A newly released report from the Federation for American Immigration Reform (FAIR) has revealed that the cost of illegal immigration on taxpayers is felt in states far from the U.S. southern border, and specifically in some of the country’s least populated states. In fact, FAIR found that it costs 10 states with the fewest immigrants $454 million annually — or $4,000 to $6,500 per illegal alien.
As FAIR President Dan Stein explains, “In many ways, the influx of immigrants into less populous areas of the country has an even greater impact on long-time residents than it does in larger and more urban areas. These areas have neither the tax base, nor the economic and social infrastructure to accommodate the needs of the growing numbers of immigrants taking up residence.”
Alaska, Maine, Mississippi, Montana, New Hampshire, North Dakota, South Dakota, Vermont, West Virginia, and Wyoming are the 10 states in which FAIR determined that of the 415,000 foreign-born residents living in them, 88,000 were illegal aliens. On top of that, 35,000 were children born to illegal aliens.

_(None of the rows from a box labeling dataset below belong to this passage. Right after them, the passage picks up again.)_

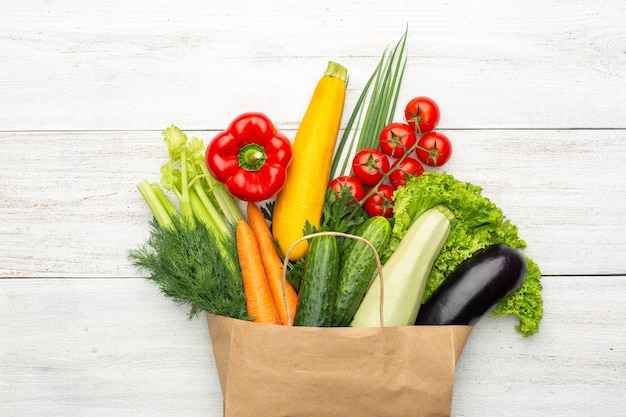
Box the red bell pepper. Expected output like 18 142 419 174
206 112 291 202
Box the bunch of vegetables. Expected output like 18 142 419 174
130 33 542 336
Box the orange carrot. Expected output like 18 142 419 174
247 203 298 326
237 219 280 324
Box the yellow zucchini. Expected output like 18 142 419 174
272 62 348 260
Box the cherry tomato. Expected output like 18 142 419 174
352 148 390 185
404 96 440 134
416 132 452 167
389 156 424 188
328 175 365 201
363 184 393 217
378 123 417 158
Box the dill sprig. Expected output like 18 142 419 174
129 217 250 320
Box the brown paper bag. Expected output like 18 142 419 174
208 314 472 417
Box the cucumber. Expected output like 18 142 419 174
350 205 455 327
331 216 391 327
293 235 339 327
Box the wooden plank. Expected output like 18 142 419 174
0 130 626 277
0 0 626 130
0 275 626 417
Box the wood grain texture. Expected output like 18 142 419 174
0 126 626 277
0 0 626 130
0 276 626 417
0 0 626 417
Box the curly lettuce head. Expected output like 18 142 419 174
383 172 543 336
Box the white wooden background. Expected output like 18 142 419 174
0 0 626 417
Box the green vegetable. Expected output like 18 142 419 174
294 235 339 327
129 217 249 320
390 172 543 336
129 126 246 318
351 206 454 327
331 216 391 326
330 28 408 178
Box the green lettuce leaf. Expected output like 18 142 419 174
390 171 543 336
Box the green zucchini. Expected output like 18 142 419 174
331 216 391 327
293 235 339 327
350 205 455 327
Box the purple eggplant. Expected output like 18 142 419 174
415 244 528 326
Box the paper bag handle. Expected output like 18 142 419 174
283 232 385 327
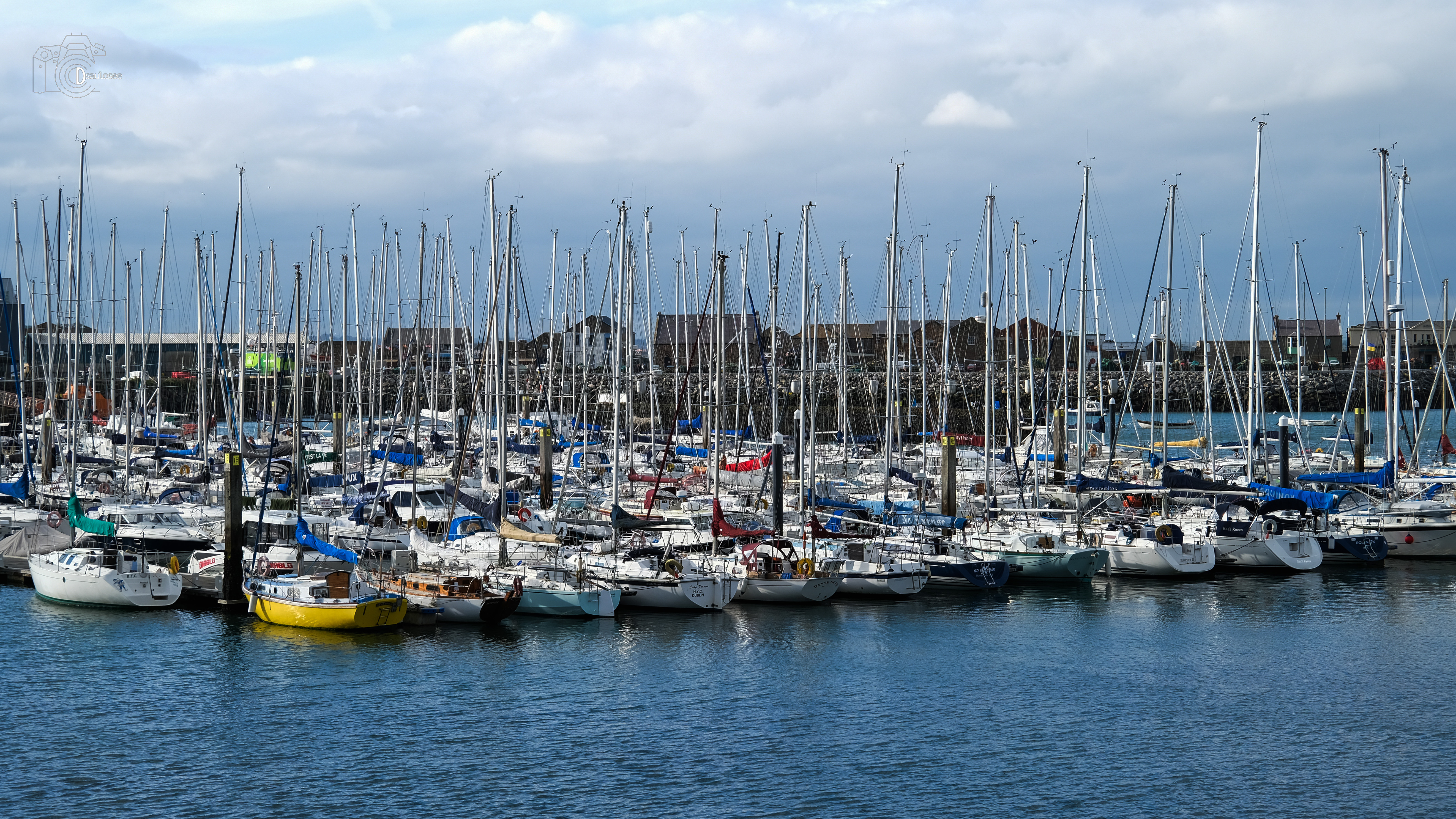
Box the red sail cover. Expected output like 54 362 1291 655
810 515 875 540
714 499 773 537
718 451 773 473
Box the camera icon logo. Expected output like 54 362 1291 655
31 34 106 96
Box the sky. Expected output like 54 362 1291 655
0 0 1456 337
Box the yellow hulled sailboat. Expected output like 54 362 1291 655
243 516 409 628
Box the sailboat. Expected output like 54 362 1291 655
28 498 182 608
243 518 409 630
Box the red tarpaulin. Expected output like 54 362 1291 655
714 499 773 537
810 515 875 540
718 451 773 473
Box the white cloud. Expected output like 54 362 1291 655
925 92 1012 128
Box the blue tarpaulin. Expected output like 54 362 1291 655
885 513 970 529
1072 473 1157 492
370 449 425 467
293 515 360 563
1249 482 1340 512
1294 461 1395 489
0 468 31 501
857 501 920 515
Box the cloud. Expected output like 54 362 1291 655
925 92 1012 128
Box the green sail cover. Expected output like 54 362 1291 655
65 494 116 537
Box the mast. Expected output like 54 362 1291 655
981 194 996 531
1376 149 1399 461
1244 122 1265 480
1162 185 1178 468
1077 164 1092 474
882 163 904 515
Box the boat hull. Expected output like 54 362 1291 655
1104 543 1217 578
839 569 930 598
611 576 740 611
986 548 1108 581
738 578 839 604
243 588 409 631
1350 518 1456 560
1213 532 1325 572
925 557 1010 589
502 586 622 617
1315 534 1391 563
28 554 182 608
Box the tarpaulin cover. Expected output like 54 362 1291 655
810 498 864 509
859 501 920 515
65 452 114 464
719 449 773 473
890 467 920 483
611 506 677 531
1163 468 1244 492
0 471 31 501
65 494 116 537
571 452 609 470
293 516 360 563
1249 482 1340 512
885 513 970 529
309 473 364 489
714 498 773 537
1294 461 1395 489
370 449 425 467
810 515 875 540
1072 473 1153 492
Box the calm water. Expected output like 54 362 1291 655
0 560 1456 818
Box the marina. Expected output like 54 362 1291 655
9 0 1456 819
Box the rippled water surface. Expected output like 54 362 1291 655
0 560 1456 818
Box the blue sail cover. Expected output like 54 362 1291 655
859 501 920 515
0 467 31 501
370 449 425 467
1294 461 1395 489
885 513 970 529
293 515 360 563
1249 482 1340 512
1072 473 1159 492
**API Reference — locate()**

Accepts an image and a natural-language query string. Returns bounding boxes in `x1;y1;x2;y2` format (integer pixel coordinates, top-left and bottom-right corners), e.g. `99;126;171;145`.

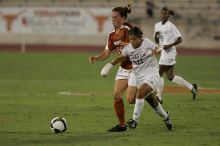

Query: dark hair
129;26;143;38
112;4;131;19
161;7;175;16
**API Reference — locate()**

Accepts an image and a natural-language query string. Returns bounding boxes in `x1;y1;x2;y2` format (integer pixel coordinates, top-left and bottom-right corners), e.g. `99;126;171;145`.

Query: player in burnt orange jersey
89;5;137;132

“Many local officials tout immigration, including illegal immigration, as a remedy to economic stagnation,” Stein observed. “However, as this report reveals, the reality is precisely the opposite. Illegal immigration, in particular, drives down wages and inhibits job opportunities for legal residents, while bringing more low-skilled, low-wage workers to these states. In turn, this increases costs to state and local governments, and discourages investment by businesses seeking a skilled labor force and lower overhead.”
Immigration constitutes a massive financial burden to taxpayers. CNSNews reports, “Nationwide, the immigration nonprofit calculated that taxpayers spend $59.8 billion educating LEP (limited English proficiency) students in 2016, up from $51.2 billion in 2010.” Some schools in small communities have suddenly faced a dramatic uptick in the percentage of LEP students. For example, Lewiston, Maine, with a population of 40,000, has had its percent of LEP students rise from 5% to 30% in just five years.
As Stein concludes, “Americans, in every part of the nation, are being affected by antiquated and unenforced immigration policies, which is why it is at the top of the list of voter concerns heading into the 2020 elections.”